A Ferrari 458 Italia rendered with GPU-based ray tracing
GPU Ray tracing isn't quite ready for gaming in realtime however. GF100 ran this demo at 0.6 fps versus GT200 at 0.2 fps.
NVIDIA’s got a big problem. Literally.
Their next-generation DirectX 11 graphics chip, internally codenamed GF100 (Graphics Fermi, “100” denotes the high-end part of the GF family of GPUs) missed Q4, the busiest time of the year, and it’s looking like it’s going to miss most of Q1 also.
The GPU is the most ambitious design NVIDIA’s ever conceived, containing over 3 billion transistors, making it the most complex chip on the planet. To provide some context, NVIDIA’s current flagship, the GT200b GPU found inside GeForce GTX 285 features 1.4 billion transistors, while ATI’s RV870 GPU used in the Radeon HD 5870 weighs in at 2.15 billion transistors. How does this compare to CPUs? Intel’s Core i7-965, which is universally considered to be the most powerful CPU money can buy, contains approximately 731 million transistors.
NVIDIA Supersonic sled demo
The supersonic sled demo uses tessellation, DX11, and PhysX effects
As you can imagine, designing a 3 billion transistor GPU isn’t easy. NVIDIA’s likely poured hundreds of millions into R&D on GF100. Part of the reason why the chip is late and so large is because GF100 is dramatically different than previous GeForce GPUs. Unlike GT200 and RV870, which are fundamentally based on preceding graphics designs, merely tweaked to support new features and scaled up to incorporate more shaders, with refinements here and there, GF100 is a completely new architecture. NVIDIA’s redesigned and tweaked practically everything on the chip, with an emphasis on GPU compute and geometric realism.
As far as NVIDIA’s concerned, these two areas are key to ushering in the next-generation of gaming.
NVIDIA envisions a future where games begin to incorporate hybrid rendering, where the strengths of different methods are combined to produce the final result. For instance, a game would use DirectX 11 to render the basic scene, then use the GPU’s compute engine for gaming applications. You could selectively incorporate ray-tracing for effects like shadowing or reflections, while Direct Compute could be use to add depth of field (DoF) effects instead of using the pixel shaders (good DoF techniques don’t always perform well with pixel shaders). And of course, there’s also PhysX.
To improve geometry processing performance, NVIDIA has incorporated 16 tessellation engines and four raster engines; the graphics pipeline itself has been changed – instead of handling geometry processing at the front of the pipeline, where it’s traditionally done, its been incorporated directly into the streaming multiprocessors (SMs, ATI refers to them as SIMD units), the shading clusters themselves.

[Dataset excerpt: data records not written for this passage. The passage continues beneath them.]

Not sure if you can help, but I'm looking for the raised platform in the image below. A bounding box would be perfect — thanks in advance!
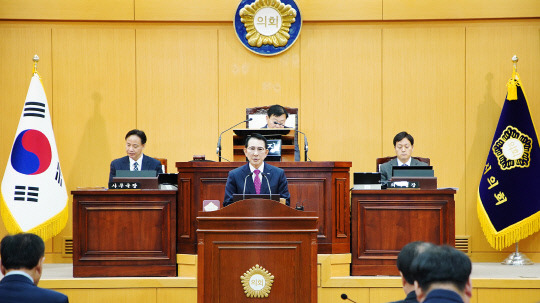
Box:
[4,255,540,303]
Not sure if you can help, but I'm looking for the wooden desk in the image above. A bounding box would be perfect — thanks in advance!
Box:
[176,161,351,254]
[72,189,177,277]
[351,189,456,276]
[197,199,318,302]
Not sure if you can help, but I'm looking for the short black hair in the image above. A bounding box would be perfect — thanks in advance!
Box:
[125,129,147,144]
[266,105,289,118]
[411,245,472,292]
[245,133,268,148]
[397,241,435,284]
[393,131,414,146]
[1,233,45,270]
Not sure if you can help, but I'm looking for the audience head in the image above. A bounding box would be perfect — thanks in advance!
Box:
[397,241,435,285]
[411,245,472,302]
[1,233,46,285]
[125,129,147,161]
[266,105,289,129]
[393,131,415,163]
[244,133,269,169]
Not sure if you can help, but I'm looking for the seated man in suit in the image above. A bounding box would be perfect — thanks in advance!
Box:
[380,131,427,182]
[262,104,300,161]
[390,241,435,303]
[0,233,69,303]
[108,129,163,183]
[411,245,472,303]
[224,133,290,206]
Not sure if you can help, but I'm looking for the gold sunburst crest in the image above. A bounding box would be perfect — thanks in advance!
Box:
[240,264,274,298]
[492,125,533,170]
[240,0,297,47]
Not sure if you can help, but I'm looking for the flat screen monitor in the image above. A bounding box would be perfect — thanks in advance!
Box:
[232,194,280,202]
[116,170,157,178]
[392,166,434,178]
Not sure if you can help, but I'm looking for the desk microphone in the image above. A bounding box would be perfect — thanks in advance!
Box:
[217,118,252,162]
[273,121,309,161]
[242,172,254,200]
[341,293,358,303]
[261,172,272,197]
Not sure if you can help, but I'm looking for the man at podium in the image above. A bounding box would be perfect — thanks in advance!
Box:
[380,131,427,182]
[108,129,163,183]
[224,133,290,206]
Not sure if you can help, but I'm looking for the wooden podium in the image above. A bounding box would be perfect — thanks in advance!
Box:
[72,189,177,277]
[351,189,456,276]
[176,161,351,254]
[197,199,318,303]
[232,128,295,162]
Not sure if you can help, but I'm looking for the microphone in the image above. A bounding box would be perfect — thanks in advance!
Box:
[341,293,358,303]
[261,172,272,197]
[273,121,309,162]
[242,172,253,201]
[217,118,253,162]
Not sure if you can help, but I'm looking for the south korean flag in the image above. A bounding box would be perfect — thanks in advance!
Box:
[1,72,68,241]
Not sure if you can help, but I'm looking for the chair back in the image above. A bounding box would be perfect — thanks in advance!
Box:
[155,158,167,173]
[376,156,430,172]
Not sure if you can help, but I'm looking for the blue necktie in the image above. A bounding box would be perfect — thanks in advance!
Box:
[133,162,139,171]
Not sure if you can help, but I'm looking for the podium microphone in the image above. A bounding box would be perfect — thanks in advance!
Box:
[341,293,358,303]
[242,172,254,200]
[217,118,252,162]
[273,121,309,162]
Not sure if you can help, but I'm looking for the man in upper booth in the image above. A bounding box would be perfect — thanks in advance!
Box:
[223,133,290,207]
[262,104,300,161]
[108,129,163,183]
[380,131,427,182]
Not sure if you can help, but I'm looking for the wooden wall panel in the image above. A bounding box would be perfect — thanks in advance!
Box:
[0,0,134,20]
[52,28,136,189]
[0,26,52,239]
[57,288,156,303]
[217,26,301,161]
[383,0,540,20]
[465,24,540,257]
[136,27,219,168]
[134,0,382,21]
[300,25,382,177]
[382,27,466,233]
[157,288,197,303]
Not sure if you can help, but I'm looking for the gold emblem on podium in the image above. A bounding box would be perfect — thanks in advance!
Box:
[239,0,297,47]
[240,264,274,298]
[492,125,532,170]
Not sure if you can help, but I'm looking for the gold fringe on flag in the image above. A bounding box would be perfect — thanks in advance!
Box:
[0,192,69,241]
[506,67,520,101]
[477,190,540,250]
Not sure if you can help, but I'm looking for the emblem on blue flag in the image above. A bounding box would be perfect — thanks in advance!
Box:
[234,0,302,56]
[477,67,540,250]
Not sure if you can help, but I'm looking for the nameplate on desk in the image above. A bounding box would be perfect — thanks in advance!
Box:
[108,182,141,189]
[388,181,420,189]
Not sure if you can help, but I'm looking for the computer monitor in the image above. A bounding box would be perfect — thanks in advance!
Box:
[116,170,157,178]
[392,166,434,178]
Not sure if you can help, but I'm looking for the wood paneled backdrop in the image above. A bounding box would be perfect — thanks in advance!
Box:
[0,0,539,263]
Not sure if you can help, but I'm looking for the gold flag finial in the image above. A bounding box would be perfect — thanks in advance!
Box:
[33,54,39,75]
[506,55,520,100]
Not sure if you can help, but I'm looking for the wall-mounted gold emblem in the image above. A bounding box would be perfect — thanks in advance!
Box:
[240,264,274,298]
[239,0,297,47]
[492,125,533,170]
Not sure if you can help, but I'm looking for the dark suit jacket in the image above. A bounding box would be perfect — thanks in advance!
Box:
[109,155,163,183]
[223,163,290,207]
[423,289,464,303]
[379,157,428,182]
[389,290,419,303]
[0,274,69,303]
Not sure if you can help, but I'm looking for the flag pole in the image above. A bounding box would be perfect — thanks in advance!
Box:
[500,55,534,266]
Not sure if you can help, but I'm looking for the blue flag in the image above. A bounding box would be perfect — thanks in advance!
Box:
[477,70,540,250]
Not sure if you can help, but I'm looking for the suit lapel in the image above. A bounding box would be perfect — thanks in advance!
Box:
[242,164,256,194]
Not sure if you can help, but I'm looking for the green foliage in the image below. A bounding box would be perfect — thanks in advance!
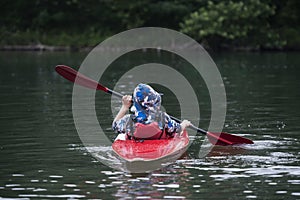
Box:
[180,0,286,49]
[272,0,300,50]
[0,0,299,50]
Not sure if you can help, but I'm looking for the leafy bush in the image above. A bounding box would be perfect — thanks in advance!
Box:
[180,0,286,50]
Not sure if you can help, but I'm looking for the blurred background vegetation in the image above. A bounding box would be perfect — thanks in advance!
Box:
[0,0,299,51]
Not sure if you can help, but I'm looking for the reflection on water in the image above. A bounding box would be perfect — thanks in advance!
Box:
[0,51,299,199]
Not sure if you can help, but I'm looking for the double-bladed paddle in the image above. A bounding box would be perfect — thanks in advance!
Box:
[55,65,254,145]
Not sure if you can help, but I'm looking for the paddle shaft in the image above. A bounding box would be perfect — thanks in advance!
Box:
[107,88,123,99]
[169,115,206,134]
[169,116,235,145]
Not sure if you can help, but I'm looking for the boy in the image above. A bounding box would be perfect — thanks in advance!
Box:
[112,83,191,140]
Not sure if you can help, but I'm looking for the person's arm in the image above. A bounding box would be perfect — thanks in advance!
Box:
[164,113,191,135]
[113,95,132,123]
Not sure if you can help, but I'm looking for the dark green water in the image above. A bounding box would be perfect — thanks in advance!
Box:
[0,51,299,199]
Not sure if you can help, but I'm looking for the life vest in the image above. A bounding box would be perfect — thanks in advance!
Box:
[126,113,170,140]
[131,122,165,140]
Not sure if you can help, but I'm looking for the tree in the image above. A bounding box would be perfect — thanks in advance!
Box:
[180,0,285,50]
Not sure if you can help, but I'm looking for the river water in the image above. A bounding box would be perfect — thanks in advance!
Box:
[0,51,299,199]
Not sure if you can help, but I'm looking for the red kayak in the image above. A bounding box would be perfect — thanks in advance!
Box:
[112,131,190,162]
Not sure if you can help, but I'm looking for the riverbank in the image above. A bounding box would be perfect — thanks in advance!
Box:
[1,44,299,52]
[0,44,95,52]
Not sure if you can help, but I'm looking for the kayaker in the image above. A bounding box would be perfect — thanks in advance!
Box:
[112,83,191,140]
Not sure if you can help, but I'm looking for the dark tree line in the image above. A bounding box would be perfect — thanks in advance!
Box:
[0,0,299,50]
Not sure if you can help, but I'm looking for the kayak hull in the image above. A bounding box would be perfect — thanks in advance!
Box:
[112,131,189,163]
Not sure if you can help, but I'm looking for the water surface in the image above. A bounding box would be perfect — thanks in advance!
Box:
[0,51,299,199]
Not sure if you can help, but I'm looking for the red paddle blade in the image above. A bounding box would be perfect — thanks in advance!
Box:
[206,132,254,146]
[55,65,108,92]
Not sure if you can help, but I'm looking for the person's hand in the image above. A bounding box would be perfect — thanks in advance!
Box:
[180,120,191,131]
[122,95,132,109]
[113,95,132,123]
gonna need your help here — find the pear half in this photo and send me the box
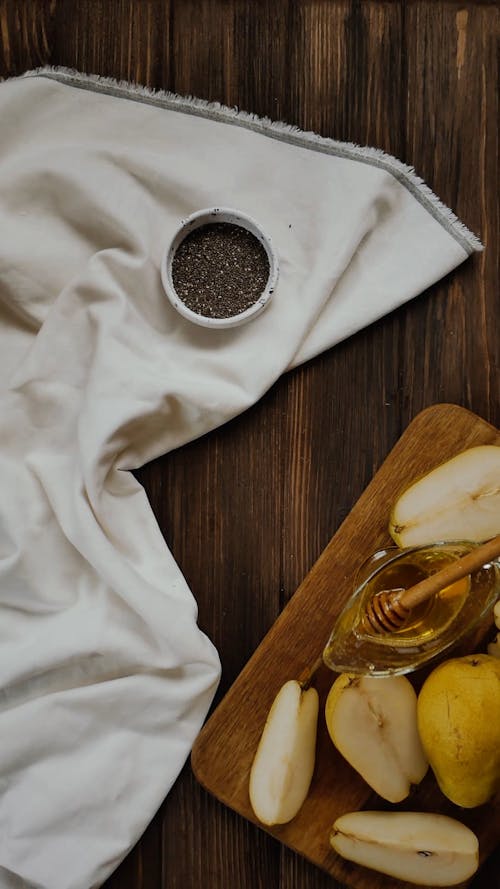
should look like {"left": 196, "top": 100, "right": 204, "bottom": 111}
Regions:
{"left": 249, "top": 679, "right": 318, "bottom": 826}
{"left": 330, "top": 811, "right": 479, "bottom": 886}
{"left": 325, "top": 674, "right": 428, "bottom": 802}
{"left": 389, "top": 445, "right": 500, "bottom": 547}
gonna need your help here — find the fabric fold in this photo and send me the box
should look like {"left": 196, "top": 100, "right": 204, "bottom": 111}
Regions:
{"left": 0, "top": 68, "right": 481, "bottom": 889}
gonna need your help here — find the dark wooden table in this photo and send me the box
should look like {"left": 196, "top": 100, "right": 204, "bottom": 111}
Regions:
{"left": 1, "top": 2, "right": 498, "bottom": 888}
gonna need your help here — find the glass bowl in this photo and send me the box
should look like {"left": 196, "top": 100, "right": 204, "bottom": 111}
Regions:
{"left": 322, "top": 541, "right": 500, "bottom": 677}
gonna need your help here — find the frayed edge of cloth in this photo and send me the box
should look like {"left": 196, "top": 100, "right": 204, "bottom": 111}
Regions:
{"left": 8, "top": 65, "right": 484, "bottom": 255}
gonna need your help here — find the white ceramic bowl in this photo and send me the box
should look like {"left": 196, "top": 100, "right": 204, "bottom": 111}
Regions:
{"left": 160, "top": 207, "right": 279, "bottom": 329}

Each SM has its own dedicated hardware for tessellation and other geometry processing units. As a result, GF100 can perform tessellation and other geometry processing in parallel, enabling breakthrough levels of geometry performance.

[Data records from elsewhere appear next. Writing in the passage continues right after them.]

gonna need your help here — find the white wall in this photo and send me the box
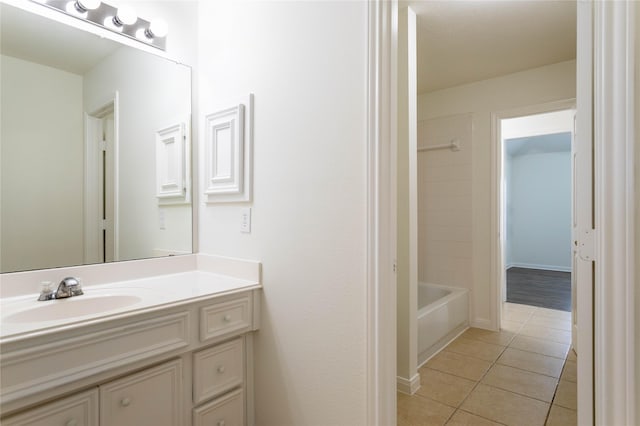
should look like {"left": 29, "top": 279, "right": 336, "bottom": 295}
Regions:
{"left": 418, "top": 60, "right": 576, "bottom": 328}
{"left": 506, "top": 148, "right": 572, "bottom": 271}
{"left": 197, "top": 2, "right": 368, "bottom": 424}
{"left": 417, "top": 114, "right": 473, "bottom": 289}
{"left": 0, "top": 55, "right": 84, "bottom": 272}
{"left": 83, "top": 45, "right": 192, "bottom": 261}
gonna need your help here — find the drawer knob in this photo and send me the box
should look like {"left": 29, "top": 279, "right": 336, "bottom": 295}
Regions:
{"left": 66, "top": 420, "right": 78, "bottom": 426}
{"left": 217, "top": 365, "right": 226, "bottom": 374}
{"left": 121, "top": 397, "right": 132, "bottom": 407}
{"left": 217, "top": 420, "right": 226, "bottom": 426}
{"left": 223, "top": 314, "right": 232, "bottom": 322}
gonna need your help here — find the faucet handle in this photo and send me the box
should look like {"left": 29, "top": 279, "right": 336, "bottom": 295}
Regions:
{"left": 37, "top": 281, "right": 54, "bottom": 301}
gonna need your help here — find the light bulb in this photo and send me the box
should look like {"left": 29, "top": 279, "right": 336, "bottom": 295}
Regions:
{"left": 113, "top": 5, "right": 137, "bottom": 26}
{"left": 145, "top": 19, "right": 168, "bottom": 38}
{"left": 75, "top": 0, "right": 101, "bottom": 11}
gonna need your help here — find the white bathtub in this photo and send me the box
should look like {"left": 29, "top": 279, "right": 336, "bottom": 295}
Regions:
{"left": 417, "top": 282, "right": 469, "bottom": 367}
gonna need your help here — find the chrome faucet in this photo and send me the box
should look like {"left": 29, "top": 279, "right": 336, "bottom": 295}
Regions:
{"left": 37, "top": 277, "right": 84, "bottom": 301}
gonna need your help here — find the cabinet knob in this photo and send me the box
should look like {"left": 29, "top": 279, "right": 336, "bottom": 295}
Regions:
{"left": 121, "top": 397, "right": 132, "bottom": 407}
{"left": 66, "top": 420, "right": 78, "bottom": 426}
{"left": 217, "top": 365, "right": 226, "bottom": 374}
{"left": 217, "top": 420, "right": 226, "bottom": 426}
{"left": 223, "top": 314, "right": 232, "bottom": 322}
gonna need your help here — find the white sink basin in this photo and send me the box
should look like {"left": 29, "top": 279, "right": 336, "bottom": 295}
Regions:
{"left": 5, "top": 295, "right": 143, "bottom": 323}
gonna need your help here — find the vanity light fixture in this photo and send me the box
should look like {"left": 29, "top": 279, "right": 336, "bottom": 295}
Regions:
{"left": 74, "top": 0, "right": 100, "bottom": 12}
{"left": 31, "top": 0, "right": 167, "bottom": 50}
{"left": 113, "top": 5, "right": 137, "bottom": 26}
{"left": 146, "top": 18, "right": 168, "bottom": 38}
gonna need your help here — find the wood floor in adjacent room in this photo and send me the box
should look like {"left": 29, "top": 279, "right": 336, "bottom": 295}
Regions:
{"left": 397, "top": 302, "right": 577, "bottom": 426}
{"left": 506, "top": 268, "right": 571, "bottom": 312}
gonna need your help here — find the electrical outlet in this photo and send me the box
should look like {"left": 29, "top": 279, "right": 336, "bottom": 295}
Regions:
{"left": 240, "top": 207, "right": 251, "bottom": 233}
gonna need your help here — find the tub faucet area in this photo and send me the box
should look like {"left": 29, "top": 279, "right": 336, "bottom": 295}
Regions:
{"left": 37, "top": 277, "right": 83, "bottom": 301}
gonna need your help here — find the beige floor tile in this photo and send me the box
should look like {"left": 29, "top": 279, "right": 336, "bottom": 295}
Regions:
{"left": 417, "top": 368, "right": 477, "bottom": 408}
{"left": 397, "top": 392, "right": 456, "bottom": 426}
{"left": 501, "top": 320, "right": 524, "bottom": 334}
{"left": 503, "top": 309, "right": 532, "bottom": 323}
{"left": 545, "top": 404, "right": 577, "bottom": 426}
{"left": 446, "top": 410, "right": 503, "bottom": 426}
{"left": 560, "top": 360, "right": 577, "bottom": 383}
{"left": 509, "top": 335, "right": 570, "bottom": 359}
{"left": 519, "top": 324, "right": 572, "bottom": 345}
{"left": 497, "top": 348, "right": 564, "bottom": 378}
{"left": 566, "top": 349, "right": 577, "bottom": 362}
{"left": 526, "top": 315, "right": 572, "bottom": 332}
{"left": 481, "top": 364, "right": 559, "bottom": 402}
{"left": 462, "top": 328, "right": 515, "bottom": 346}
{"left": 427, "top": 350, "right": 493, "bottom": 381}
{"left": 446, "top": 337, "right": 506, "bottom": 362}
{"left": 503, "top": 302, "right": 537, "bottom": 314}
{"left": 460, "top": 384, "right": 550, "bottom": 426}
{"left": 532, "top": 308, "right": 572, "bottom": 321}
{"left": 553, "top": 380, "right": 577, "bottom": 410}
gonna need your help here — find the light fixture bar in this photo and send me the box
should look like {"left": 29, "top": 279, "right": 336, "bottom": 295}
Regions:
{"left": 31, "top": 0, "right": 167, "bottom": 50}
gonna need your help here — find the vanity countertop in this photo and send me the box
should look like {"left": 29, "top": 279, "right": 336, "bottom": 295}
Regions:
{"left": 1, "top": 257, "right": 261, "bottom": 343}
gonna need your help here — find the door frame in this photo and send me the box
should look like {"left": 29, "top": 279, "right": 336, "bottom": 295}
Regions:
{"left": 367, "top": 1, "right": 636, "bottom": 425}
{"left": 366, "top": 0, "right": 398, "bottom": 425}
{"left": 491, "top": 99, "right": 576, "bottom": 329}
{"left": 592, "top": 1, "right": 636, "bottom": 424}
{"left": 84, "top": 92, "right": 120, "bottom": 264}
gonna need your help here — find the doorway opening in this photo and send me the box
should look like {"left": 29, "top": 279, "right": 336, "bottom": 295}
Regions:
{"left": 500, "top": 109, "right": 575, "bottom": 314}
{"left": 84, "top": 96, "right": 119, "bottom": 265}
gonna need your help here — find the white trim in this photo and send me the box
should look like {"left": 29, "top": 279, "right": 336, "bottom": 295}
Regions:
{"left": 396, "top": 374, "right": 420, "bottom": 395}
{"left": 367, "top": 1, "right": 397, "bottom": 425}
{"left": 506, "top": 263, "right": 572, "bottom": 273}
{"left": 202, "top": 94, "right": 253, "bottom": 204}
{"left": 593, "top": 1, "right": 636, "bottom": 424}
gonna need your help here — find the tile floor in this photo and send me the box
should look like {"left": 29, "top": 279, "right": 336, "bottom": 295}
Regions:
{"left": 398, "top": 302, "right": 577, "bottom": 426}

But it doesn’t stop there. As NVIDIA revealed at GPU Technology Conference last year, GF100 features a 512 unified shader architecture, that’s more than twice that of GT200, which featured 240. NVIDIA has incorporated a 384-bit memory interface – that’s a little narrower than GT200’s 512-bit interface – but thanks to the use of GDDR5 memory, GF100 should end up offering more memory bandwidth than its predecessor.
We’ll be discussing all this and more in further detail on the following pages. Unfortunately, we aren’t going to be able to discuss clock speeds or performance today, NVIDIA’s not quite ready to commit to that level of detail just yet, but we can tell you all about the architecture behind GF100. Let’s get started…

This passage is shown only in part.